They’re back. And with them, their wild mix of jazz and ska and psychobilly, sidewalk polka and St. Petersburg crook chansons of the 1920’s. Add to that a stage demeanor and look reminiscient of the atmospheric Hollywood gangster films of the 30’s and 40’s, and what you get is La Minor.
They got together in the dank music dens and clubs of beautiful St. Petersburg where the fans are knowledgeable and demanding and vodka flows like the water down the Neva river. A city, where there’s support for Vladimir Putin but probably forever more for Alexander Pushkin.

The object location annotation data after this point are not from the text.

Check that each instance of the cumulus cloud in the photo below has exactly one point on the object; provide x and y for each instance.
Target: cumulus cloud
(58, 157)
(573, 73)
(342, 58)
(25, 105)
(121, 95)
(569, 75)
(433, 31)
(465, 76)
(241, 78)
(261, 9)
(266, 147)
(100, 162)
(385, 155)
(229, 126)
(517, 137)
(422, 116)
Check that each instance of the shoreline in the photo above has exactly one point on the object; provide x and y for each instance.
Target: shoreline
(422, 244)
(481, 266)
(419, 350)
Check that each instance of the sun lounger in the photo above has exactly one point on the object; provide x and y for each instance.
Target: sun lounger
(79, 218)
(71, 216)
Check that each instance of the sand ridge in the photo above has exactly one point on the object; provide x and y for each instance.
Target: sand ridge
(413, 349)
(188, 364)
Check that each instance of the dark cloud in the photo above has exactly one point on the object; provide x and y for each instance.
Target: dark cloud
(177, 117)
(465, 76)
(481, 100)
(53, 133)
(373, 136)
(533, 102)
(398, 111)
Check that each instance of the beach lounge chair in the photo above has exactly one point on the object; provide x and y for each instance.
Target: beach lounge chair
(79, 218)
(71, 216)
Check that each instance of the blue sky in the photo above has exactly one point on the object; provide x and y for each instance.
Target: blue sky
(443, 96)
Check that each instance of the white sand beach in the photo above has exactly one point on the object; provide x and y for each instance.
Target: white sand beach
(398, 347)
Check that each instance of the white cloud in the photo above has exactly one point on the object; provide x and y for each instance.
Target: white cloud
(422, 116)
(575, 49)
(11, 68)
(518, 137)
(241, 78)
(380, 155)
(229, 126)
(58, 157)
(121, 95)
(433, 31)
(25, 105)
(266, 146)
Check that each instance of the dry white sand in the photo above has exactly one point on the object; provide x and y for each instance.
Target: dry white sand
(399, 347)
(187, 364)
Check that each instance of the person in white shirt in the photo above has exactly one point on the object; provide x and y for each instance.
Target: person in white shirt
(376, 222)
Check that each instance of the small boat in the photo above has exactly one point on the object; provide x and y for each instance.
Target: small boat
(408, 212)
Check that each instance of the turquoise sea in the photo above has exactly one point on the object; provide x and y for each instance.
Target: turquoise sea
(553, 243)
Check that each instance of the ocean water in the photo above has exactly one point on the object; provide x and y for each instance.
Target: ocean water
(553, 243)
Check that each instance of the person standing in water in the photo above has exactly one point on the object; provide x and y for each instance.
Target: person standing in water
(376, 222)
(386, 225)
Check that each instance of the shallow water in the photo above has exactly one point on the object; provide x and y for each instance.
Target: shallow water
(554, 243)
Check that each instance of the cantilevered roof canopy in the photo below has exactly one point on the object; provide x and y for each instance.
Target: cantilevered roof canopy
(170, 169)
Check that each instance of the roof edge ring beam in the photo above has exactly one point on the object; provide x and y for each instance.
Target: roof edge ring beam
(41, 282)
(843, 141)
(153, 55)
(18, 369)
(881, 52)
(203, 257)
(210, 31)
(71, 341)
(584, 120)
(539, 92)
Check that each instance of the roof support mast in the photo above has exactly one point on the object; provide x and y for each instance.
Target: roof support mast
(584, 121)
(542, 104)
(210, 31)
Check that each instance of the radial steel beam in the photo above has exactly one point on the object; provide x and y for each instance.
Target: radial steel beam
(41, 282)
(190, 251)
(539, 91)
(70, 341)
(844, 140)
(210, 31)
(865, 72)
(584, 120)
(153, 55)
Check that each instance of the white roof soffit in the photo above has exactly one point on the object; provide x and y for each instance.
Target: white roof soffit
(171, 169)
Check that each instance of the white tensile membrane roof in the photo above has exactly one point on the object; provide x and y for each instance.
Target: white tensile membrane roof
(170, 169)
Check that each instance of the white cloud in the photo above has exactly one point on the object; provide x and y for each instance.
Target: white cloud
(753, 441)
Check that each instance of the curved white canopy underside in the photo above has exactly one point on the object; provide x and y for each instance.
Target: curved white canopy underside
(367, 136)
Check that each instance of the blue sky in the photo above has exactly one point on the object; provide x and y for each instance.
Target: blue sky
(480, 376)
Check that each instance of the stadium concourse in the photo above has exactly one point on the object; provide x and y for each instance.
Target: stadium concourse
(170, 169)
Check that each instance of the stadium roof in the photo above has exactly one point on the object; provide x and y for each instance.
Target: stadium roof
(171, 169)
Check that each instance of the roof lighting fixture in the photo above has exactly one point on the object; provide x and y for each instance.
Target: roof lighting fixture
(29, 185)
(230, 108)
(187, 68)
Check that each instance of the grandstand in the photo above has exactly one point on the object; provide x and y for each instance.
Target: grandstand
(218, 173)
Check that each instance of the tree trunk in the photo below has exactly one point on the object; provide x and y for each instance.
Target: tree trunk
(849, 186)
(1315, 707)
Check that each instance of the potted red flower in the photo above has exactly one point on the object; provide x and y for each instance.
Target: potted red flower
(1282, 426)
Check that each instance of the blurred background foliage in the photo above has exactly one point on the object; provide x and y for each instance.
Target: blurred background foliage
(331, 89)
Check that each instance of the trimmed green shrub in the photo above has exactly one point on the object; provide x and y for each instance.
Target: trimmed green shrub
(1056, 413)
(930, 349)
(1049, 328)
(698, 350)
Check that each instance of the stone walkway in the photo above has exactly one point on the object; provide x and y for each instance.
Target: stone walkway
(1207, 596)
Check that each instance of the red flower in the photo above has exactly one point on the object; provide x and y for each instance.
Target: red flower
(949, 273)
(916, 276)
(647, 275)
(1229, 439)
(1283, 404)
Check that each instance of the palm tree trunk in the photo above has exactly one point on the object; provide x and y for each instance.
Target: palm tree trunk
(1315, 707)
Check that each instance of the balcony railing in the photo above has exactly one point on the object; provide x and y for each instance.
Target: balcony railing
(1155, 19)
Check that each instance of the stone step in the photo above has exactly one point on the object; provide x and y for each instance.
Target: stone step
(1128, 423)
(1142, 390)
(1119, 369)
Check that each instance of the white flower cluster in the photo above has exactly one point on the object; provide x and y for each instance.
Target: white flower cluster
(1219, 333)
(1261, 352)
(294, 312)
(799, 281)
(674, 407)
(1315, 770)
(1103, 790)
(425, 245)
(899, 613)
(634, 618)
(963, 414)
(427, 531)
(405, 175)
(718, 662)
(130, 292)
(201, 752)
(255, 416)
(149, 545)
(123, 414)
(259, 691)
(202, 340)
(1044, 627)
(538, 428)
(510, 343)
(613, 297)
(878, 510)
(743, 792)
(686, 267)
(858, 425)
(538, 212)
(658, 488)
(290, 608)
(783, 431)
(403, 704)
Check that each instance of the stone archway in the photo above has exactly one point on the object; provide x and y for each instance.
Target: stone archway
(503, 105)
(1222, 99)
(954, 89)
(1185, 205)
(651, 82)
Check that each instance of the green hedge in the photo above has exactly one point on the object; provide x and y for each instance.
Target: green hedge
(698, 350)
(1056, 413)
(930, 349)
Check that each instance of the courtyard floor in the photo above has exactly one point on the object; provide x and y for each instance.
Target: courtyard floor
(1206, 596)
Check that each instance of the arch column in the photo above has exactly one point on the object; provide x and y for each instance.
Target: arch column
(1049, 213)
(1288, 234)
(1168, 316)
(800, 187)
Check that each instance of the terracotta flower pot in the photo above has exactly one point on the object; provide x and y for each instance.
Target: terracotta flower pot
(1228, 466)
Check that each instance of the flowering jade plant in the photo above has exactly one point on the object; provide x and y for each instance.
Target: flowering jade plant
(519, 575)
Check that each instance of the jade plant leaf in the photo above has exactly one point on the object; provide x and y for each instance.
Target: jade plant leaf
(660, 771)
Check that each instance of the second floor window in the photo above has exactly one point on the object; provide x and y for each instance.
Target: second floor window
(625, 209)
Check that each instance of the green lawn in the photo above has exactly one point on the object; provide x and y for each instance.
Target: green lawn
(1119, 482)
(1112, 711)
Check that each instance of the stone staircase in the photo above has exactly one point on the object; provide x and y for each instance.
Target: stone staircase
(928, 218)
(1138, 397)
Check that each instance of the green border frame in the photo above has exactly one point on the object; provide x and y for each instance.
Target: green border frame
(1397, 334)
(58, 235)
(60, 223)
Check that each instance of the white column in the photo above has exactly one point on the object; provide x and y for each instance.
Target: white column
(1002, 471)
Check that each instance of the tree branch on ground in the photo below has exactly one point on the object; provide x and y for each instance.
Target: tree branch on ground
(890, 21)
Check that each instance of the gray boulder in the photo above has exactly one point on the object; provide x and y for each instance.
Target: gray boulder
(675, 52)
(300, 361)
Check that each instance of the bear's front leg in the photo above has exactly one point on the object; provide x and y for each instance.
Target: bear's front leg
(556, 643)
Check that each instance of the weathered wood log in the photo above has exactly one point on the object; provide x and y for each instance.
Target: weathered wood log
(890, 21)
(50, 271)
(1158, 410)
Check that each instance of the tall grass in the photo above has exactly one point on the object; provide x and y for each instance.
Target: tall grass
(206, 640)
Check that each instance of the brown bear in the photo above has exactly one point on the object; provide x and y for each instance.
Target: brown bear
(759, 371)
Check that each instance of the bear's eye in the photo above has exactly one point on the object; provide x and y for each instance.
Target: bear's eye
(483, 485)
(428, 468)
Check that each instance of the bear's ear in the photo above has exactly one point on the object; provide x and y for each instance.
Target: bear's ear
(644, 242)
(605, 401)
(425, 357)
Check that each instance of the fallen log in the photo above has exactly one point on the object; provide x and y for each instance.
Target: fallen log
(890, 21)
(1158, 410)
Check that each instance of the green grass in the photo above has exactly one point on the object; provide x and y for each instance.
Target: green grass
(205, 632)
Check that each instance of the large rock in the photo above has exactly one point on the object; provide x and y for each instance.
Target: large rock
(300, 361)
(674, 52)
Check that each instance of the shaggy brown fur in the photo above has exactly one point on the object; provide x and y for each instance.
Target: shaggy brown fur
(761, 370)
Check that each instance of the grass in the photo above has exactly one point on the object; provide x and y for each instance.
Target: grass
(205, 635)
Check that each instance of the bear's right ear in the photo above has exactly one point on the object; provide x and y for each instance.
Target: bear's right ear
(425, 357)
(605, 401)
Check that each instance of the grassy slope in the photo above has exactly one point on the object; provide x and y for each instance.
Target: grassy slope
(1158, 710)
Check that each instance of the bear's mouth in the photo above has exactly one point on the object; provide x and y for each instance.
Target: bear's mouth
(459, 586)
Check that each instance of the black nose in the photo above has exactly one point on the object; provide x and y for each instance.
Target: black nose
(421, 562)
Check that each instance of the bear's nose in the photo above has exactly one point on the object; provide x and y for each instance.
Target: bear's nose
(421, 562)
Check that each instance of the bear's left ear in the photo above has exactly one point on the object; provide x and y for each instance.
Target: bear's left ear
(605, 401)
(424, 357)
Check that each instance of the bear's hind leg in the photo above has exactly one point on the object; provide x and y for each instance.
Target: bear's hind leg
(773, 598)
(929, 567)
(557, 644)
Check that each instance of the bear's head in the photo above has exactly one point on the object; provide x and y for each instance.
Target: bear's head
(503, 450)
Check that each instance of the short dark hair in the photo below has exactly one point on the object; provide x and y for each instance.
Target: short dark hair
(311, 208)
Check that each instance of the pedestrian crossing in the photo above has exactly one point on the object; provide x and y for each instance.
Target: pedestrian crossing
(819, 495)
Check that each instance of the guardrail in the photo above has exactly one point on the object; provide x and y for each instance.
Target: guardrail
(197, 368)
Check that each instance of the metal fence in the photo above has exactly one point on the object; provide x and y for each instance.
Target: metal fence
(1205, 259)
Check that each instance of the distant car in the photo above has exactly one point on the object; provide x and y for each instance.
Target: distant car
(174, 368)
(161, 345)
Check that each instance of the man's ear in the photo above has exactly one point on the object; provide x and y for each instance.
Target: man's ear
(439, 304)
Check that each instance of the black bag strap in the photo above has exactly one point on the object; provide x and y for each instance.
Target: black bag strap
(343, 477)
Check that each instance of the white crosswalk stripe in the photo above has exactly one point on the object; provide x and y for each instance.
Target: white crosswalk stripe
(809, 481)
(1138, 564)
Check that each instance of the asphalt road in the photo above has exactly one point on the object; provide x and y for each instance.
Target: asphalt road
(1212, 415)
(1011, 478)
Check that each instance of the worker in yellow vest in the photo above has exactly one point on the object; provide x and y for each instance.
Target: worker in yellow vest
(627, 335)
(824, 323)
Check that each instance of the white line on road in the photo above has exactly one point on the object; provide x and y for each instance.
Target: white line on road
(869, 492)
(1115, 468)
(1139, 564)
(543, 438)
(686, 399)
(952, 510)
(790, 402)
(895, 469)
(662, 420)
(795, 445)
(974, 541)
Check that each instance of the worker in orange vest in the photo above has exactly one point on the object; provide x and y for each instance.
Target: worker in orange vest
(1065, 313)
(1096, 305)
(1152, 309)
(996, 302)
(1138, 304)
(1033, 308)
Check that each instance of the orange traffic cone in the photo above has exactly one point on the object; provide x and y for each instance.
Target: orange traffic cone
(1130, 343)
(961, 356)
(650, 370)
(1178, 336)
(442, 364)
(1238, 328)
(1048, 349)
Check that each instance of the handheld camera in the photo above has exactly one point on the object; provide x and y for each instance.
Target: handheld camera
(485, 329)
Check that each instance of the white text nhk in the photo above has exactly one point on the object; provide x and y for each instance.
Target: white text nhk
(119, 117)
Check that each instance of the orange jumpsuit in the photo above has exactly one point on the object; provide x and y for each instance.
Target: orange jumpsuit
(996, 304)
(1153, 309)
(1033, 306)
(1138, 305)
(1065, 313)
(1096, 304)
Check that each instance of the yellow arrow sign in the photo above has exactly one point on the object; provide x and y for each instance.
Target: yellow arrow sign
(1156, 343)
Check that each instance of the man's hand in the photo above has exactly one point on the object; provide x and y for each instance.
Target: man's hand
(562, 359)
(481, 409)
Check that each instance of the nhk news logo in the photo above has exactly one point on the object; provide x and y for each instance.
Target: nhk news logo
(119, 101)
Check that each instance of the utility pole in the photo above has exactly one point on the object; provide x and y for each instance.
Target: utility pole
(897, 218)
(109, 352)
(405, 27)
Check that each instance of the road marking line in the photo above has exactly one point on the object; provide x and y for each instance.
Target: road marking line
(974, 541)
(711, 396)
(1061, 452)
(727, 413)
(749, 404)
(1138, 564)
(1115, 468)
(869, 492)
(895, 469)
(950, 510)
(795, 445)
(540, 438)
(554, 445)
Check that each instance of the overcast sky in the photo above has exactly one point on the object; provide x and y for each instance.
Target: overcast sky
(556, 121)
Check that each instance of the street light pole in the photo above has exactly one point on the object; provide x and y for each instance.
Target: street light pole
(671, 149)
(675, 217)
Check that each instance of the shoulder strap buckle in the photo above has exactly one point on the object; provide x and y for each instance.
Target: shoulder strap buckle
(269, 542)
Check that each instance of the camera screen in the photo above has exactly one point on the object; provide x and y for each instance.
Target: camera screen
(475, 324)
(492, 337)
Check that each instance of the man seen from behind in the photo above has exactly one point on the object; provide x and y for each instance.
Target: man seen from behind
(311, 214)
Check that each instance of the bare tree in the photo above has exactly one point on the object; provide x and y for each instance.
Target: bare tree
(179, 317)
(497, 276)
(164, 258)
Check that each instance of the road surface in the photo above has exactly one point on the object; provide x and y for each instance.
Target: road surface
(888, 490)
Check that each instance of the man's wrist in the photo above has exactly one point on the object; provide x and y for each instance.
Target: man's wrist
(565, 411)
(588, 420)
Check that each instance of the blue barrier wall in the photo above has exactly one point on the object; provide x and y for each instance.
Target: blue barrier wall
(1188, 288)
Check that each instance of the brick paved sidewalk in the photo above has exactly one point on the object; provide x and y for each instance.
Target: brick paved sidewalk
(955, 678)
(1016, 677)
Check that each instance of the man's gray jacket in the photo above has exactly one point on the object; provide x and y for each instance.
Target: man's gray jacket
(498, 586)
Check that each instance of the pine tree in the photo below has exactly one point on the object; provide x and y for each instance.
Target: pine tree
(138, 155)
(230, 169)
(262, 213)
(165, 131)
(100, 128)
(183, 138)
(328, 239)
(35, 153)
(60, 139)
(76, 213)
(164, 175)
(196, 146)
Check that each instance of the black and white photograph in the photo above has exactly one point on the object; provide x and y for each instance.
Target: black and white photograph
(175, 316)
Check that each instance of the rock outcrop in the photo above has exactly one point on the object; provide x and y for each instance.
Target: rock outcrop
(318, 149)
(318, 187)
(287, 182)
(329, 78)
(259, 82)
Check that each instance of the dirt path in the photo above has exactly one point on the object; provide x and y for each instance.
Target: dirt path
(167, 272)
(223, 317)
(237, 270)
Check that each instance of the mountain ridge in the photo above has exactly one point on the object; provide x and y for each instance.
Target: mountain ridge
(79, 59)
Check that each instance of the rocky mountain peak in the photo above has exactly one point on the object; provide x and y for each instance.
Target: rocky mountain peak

In 2001, Slava Shalygin, now the band’s vocalist, got them their first gig at a place fittingly called the Spirit Club, which was easy for him to arrange since he was the manager of the joint. Next, La Minor became and is now very popular with a young and critical audience and the band attacks their mixed and crossover material with great syncopation and very likely vodka-fueled energy by employing traditional drums, guitar and bass to which they added accordion and saxophone to perfect their sound, reminiscent perhaps of the great Gogol Bordello. Their lyrics come from the rich tradition of Russian folk songs but are re-written to express today’s conflict and alienation. But their main worry has always been that their audience has as good a time as they do when they get going and unleash their atmospheric performance.
From the banlieus of the Eastern shore of the Baltic Sea and the hot and heavy hip clubs of St. Petersburg, comrades, it’s once again La Minor tonight, a major club band from Russia, with love.